The third pillar to the Metcash business is hardware – it owns a number of brands, including Home Timber & Hardware, Mitre 10 and Total Tools. Metcash notes that it also supports independent operators under the small format convenience brands of Thrifty-Link Hardware and True Value Hardware, as well as a number of unbannered independent operators. It also owns Hardings and Design 10.
The ASX dividend share has committed to pay out 70% of its underlying net profit after tax (NPAT) as a dividend. The forecast on Commsec currently suggests that the business could pay a grossed-up dividend yield of 8% in FY24.
APA Group (ASX: APA)
APA is one of the largest infrastructure businesses on the ASX – it has a large and growing national gas pipeline, which transports half of Australia's national gas usage. The business is also investing in the energy transition, including a large takeover play for a renewable energy business in the Pilbara region.
The company may not have quite as high of a dividend yield as the first two ASX dividend shares above, but APA does have an impressive distribution growth streak. It has grown its payout per security every year since 2004. That's one of the best growth streaks on the ASX.

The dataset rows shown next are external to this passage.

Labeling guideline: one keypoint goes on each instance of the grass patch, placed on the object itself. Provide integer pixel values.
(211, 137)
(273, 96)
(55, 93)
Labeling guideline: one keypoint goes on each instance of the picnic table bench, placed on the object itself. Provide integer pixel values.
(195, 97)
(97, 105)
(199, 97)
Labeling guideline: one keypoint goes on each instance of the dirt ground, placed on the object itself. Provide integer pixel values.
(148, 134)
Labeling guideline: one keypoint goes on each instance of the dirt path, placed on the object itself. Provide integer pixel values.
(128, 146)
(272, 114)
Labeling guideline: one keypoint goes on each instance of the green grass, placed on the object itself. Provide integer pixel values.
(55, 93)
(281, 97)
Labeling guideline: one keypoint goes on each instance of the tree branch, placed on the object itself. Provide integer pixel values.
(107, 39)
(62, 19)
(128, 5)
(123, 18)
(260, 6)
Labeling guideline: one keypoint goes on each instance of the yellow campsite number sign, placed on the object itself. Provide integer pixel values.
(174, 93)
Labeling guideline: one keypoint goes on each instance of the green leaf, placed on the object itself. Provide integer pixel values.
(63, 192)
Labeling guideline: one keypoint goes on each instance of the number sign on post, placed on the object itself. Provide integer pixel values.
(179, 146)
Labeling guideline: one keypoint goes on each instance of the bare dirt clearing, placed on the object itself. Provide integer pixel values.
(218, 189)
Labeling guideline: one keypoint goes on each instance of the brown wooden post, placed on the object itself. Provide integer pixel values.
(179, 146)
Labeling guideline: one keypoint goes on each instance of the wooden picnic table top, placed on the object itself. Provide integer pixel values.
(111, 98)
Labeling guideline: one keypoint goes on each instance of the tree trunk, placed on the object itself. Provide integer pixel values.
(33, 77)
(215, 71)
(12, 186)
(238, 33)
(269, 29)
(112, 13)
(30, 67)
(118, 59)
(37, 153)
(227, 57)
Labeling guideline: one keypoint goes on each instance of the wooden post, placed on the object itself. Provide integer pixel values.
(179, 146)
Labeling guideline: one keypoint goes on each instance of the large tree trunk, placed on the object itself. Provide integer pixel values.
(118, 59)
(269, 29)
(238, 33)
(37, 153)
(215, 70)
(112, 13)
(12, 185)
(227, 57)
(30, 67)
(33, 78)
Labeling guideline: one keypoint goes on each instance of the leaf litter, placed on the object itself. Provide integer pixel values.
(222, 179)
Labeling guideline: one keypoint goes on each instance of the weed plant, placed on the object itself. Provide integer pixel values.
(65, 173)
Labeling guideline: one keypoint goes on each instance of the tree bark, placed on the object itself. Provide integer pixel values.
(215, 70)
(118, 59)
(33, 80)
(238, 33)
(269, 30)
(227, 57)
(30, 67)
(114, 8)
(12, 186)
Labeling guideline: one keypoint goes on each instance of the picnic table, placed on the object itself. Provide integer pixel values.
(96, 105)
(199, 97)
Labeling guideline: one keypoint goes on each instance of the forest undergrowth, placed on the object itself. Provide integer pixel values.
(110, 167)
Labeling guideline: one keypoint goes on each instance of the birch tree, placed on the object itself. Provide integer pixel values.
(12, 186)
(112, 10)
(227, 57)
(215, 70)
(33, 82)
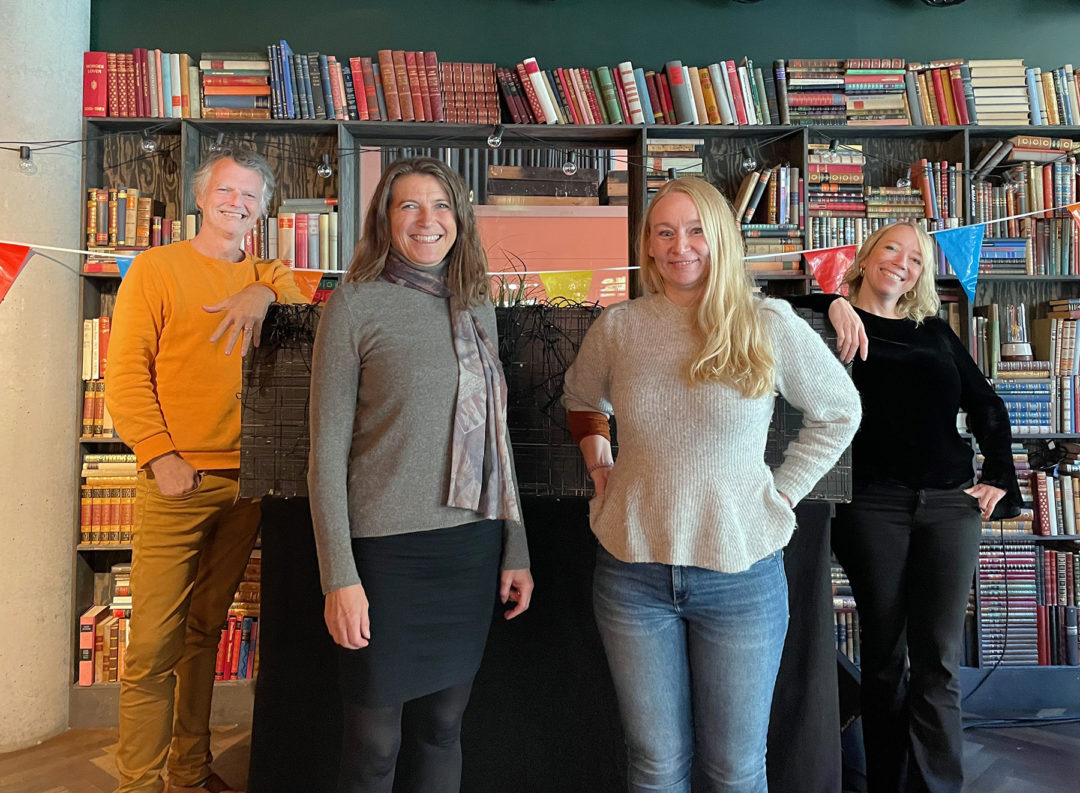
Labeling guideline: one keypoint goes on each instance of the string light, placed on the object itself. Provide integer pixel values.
(748, 162)
(26, 163)
(324, 169)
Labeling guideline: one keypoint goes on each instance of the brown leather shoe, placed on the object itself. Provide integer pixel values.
(213, 784)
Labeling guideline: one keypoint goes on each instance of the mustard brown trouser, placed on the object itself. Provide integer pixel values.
(189, 554)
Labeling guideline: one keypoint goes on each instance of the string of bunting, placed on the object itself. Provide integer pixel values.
(827, 265)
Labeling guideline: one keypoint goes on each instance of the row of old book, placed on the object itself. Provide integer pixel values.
(414, 85)
(104, 630)
(845, 616)
(107, 499)
(1027, 604)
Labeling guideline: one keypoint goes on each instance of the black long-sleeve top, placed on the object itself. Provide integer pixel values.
(914, 381)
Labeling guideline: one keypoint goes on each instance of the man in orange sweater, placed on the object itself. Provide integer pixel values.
(173, 388)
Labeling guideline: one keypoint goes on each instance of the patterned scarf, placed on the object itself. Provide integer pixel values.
(482, 476)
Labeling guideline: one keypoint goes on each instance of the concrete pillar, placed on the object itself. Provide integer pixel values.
(41, 45)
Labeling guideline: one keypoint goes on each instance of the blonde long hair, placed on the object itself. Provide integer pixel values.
(467, 268)
(921, 300)
(737, 350)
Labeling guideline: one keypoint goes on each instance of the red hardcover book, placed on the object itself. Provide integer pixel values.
(95, 83)
(234, 648)
(389, 85)
(112, 83)
(957, 85)
(509, 89)
(88, 626)
(400, 74)
(359, 86)
(737, 97)
(530, 94)
(434, 85)
(594, 103)
(656, 105)
(421, 75)
(415, 90)
(140, 109)
(370, 92)
(940, 102)
(665, 97)
(301, 240)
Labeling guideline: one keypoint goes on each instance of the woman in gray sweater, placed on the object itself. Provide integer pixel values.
(412, 484)
(689, 590)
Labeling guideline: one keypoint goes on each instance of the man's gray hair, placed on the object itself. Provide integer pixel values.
(244, 159)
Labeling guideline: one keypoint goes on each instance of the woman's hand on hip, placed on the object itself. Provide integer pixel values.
(988, 497)
(515, 587)
(347, 618)
(850, 333)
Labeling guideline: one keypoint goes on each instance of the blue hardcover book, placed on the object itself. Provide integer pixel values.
(1064, 79)
(277, 108)
(304, 84)
(643, 95)
(1034, 97)
(166, 86)
(324, 74)
(286, 79)
(380, 97)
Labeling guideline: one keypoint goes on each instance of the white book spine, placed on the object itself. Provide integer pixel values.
(630, 88)
(541, 90)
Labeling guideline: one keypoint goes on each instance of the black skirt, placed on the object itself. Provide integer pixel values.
(431, 595)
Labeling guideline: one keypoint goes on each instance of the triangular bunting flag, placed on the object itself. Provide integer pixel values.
(961, 249)
(1075, 211)
(123, 264)
(12, 258)
(829, 266)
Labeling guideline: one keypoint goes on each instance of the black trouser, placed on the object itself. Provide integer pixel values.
(910, 555)
(431, 729)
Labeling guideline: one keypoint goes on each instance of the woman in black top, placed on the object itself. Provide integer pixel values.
(909, 538)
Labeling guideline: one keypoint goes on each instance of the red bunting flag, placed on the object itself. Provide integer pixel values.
(12, 258)
(829, 266)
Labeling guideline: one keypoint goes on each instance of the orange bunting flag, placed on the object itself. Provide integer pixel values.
(1075, 211)
(12, 258)
(829, 266)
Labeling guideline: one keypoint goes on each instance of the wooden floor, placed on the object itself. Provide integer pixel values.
(1013, 760)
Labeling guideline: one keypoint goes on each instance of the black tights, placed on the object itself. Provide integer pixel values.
(431, 729)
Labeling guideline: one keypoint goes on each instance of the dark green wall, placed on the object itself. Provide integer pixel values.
(590, 32)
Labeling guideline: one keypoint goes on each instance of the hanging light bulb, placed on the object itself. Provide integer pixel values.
(26, 163)
(324, 169)
(748, 162)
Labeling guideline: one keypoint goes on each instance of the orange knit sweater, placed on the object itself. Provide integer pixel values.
(167, 387)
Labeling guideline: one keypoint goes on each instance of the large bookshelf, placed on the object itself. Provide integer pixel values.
(113, 157)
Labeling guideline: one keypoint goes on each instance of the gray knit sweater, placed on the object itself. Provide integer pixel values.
(690, 485)
(383, 387)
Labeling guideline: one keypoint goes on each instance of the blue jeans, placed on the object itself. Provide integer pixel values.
(693, 655)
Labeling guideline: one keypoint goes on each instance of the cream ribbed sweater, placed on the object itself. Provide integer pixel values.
(690, 485)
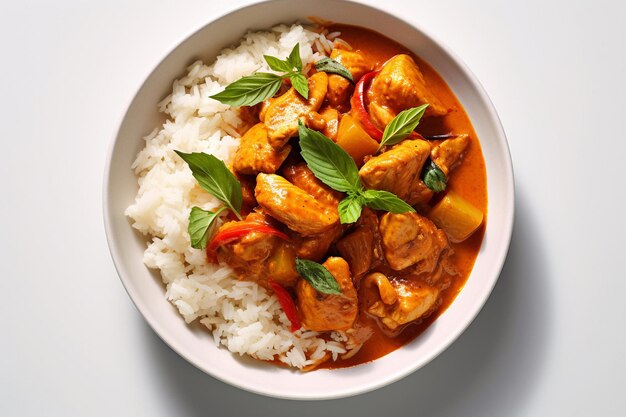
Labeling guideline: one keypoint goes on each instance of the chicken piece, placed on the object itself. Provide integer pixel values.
(247, 192)
(302, 177)
(400, 85)
(257, 256)
(283, 113)
(410, 238)
(255, 154)
(448, 154)
(325, 312)
(339, 88)
(362, 248)
(293, 206)
(397, 302)
(398, 171)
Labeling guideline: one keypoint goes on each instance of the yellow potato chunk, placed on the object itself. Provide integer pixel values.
(456, 216)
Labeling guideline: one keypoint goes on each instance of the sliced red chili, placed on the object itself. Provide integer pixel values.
(359, 108)
(235, 232)
(287, 304)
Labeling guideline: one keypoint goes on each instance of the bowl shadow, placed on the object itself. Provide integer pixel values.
(492, 369)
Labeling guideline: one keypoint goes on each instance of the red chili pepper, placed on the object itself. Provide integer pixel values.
(239, 230)
(287, 304)
(360, 109)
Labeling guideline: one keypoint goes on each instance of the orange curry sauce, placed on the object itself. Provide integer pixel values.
(468, 180)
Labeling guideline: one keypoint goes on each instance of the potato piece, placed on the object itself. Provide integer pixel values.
(456, 216)
(354, 140)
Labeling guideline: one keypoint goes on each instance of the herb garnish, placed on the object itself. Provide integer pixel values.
(335, 168)
(434, 177)
(318, 276)
(402, 125)
(329, 65)
(215, 178)
(258, 87)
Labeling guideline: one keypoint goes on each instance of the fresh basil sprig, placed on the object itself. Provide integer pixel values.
(258, 87)
(318, 276)
(434, 177)
(214, 177)
(327, 64)
(402, 125)
(200, 222)
(335, 168)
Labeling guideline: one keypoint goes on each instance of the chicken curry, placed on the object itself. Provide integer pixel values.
(378, 253)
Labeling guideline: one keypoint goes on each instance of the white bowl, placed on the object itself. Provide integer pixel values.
(144, 286)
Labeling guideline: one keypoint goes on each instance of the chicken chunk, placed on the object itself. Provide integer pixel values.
(257, 256)
(255, 154)
(293, 206)
(449, 153)
(400, 85)
(362, 248)
(339, 88)
(410, 238)
(398, 171)
(283, 113)
(302, 177)
(398, 302)
(326, 312)
(326, 121)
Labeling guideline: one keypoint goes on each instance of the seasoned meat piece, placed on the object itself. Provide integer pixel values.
(302, 177)
(398, 171)
(293, 206)
(409, 238)
(282, 114)
(257, 256)
(397, 302)
(255, 154)
(326, 312)
(326, 121)
(361, 248)
(400, 85)
(448, 154)
(339, 88)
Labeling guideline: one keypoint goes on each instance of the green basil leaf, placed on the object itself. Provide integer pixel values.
(330, 65)
(250, 90)
(278, 64)
(328, 161)
(350, 208)
(214, 177)
(402, 125)
(294, 58)
(384, 200)
(200, 222)
(434, 177)
(318, 276)
(299, 82)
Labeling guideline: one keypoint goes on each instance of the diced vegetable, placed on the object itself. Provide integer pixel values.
(282, 265)
(232, 233)
(354, 140)
(287, 304)
(359, 109)
(456, 216)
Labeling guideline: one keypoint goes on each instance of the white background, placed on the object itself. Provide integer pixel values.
(550, 341)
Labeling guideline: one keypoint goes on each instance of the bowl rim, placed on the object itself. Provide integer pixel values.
(499, 256)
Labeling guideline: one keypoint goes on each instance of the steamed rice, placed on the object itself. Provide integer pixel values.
(241, 315)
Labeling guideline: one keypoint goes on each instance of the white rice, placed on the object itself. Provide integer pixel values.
(242, 316)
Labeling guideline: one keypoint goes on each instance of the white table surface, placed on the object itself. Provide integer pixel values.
(550, 341)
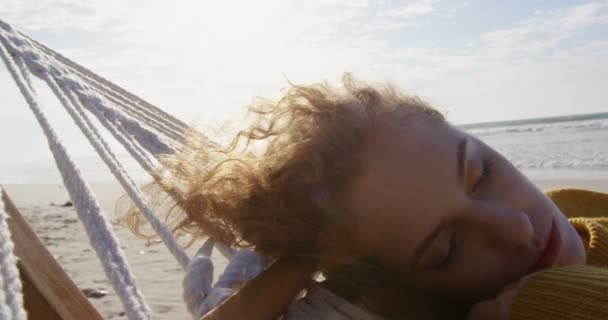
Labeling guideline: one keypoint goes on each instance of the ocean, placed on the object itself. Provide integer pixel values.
(566, 147)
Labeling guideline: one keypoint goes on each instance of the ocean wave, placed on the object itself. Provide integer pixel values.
(541, 127)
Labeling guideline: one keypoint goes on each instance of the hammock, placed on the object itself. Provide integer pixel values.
(146, 132)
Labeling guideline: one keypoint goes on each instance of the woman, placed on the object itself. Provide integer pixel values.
(390, 200)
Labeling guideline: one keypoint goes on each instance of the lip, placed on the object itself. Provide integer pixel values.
(551, 251)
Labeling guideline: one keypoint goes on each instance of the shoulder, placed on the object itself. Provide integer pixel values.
(580, 202)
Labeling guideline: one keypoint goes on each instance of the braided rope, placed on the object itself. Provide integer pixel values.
(200, 296)
(128, 118)
(116, 168)
(11, 298)
(100, 234)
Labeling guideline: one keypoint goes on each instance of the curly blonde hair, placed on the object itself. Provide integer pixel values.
(271, 189)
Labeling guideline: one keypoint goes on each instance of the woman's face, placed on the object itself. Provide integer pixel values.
(450, 215)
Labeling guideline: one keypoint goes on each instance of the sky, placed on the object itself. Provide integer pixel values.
(204, 61)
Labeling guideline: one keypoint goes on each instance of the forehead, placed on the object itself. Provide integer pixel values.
(406, 186)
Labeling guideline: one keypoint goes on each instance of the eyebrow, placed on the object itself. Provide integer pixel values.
(461, 153)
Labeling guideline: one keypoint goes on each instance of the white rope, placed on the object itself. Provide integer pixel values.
(200, 296)
(134, 123)
(11, 298)
(98, 229)
(125, 180)
(139, 107)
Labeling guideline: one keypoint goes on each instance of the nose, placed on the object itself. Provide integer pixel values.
(505, 227)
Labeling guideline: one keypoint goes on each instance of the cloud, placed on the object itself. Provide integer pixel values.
(545, 31)
(411, 9)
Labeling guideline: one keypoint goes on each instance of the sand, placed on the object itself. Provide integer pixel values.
(159, 275)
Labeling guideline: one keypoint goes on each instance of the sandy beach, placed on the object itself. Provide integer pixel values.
(159, 275)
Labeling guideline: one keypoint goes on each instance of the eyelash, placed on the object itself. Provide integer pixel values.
(487, 166)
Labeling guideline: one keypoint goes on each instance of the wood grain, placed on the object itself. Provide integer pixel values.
(268, 295)
(46, 283)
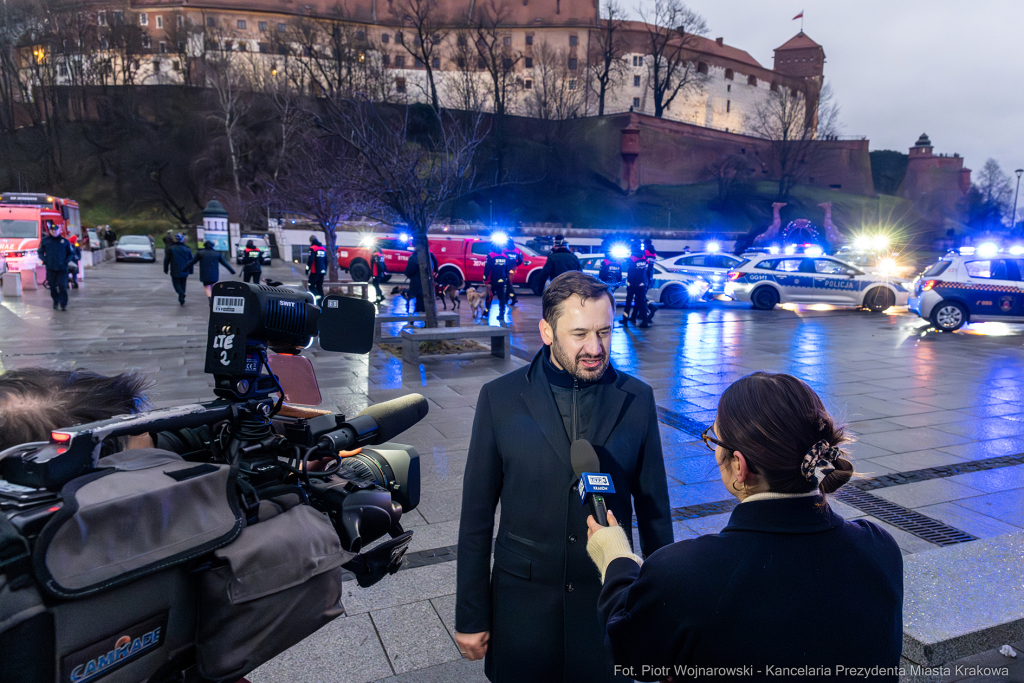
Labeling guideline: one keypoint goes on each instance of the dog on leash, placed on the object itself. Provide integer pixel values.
(450, 293)
(477, 301)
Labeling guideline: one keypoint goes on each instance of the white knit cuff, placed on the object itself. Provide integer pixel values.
(607, 544)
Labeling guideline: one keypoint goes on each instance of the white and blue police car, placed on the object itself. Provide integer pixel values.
(766, 280)
(979, 287)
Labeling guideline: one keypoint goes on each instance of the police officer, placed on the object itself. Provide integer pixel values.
(611, 270)
(377, 270)
(637, 282)
(316, 266)
(252, 263)
(497, 273)
(559, 260)
(514, 256)
(55, 253)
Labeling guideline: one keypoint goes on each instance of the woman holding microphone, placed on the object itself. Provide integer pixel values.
(788, 589)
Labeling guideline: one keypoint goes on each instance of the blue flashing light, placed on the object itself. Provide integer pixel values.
(620, 251)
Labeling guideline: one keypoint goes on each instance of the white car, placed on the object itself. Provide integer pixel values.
(766, 280)
(673, 290)
(712, 266)
(971, 289)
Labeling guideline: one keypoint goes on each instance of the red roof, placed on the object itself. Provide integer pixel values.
(798, 42)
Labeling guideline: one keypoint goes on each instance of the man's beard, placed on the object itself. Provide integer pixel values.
(572, 367)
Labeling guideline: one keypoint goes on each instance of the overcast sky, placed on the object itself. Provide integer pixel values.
(899, 68)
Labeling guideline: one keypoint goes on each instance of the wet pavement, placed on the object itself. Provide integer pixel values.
(938, 419)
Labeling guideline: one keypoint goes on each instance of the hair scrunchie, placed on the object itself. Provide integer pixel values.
(821, 454)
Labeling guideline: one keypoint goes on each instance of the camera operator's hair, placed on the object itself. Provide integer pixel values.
(573, 283)
(36, 400)
(775, 420)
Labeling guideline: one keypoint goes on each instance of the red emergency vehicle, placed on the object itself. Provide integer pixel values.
(460, 259)
(23, 224)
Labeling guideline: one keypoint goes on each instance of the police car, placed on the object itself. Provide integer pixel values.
(673, 290)
(963, 289)
(711, 265)
(766, 280)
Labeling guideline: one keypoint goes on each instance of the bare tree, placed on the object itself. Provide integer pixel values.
(606, 68)
(556, 93)
(403, 177)
(787, 119)
(673, 31)
(429, 32)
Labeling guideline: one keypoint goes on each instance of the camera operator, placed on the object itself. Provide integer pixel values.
(34, 401)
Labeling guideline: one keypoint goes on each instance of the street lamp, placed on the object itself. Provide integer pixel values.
(1013, 216)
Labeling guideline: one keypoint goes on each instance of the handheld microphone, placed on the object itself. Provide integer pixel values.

Energy will continue to be an important part of Australia's economy for many years to come, perhaps forever. I like the way that APA is investing in energy transition assets, and it's also exploring the possibility of using its pipelines to transport hydrogen – this could lengthen the useful life of its pipelines for many more years.
APA has provided guidance that it's going to pay an annual distribution per security of 56 cents, which translates into a forward distribution yield of 6.4%.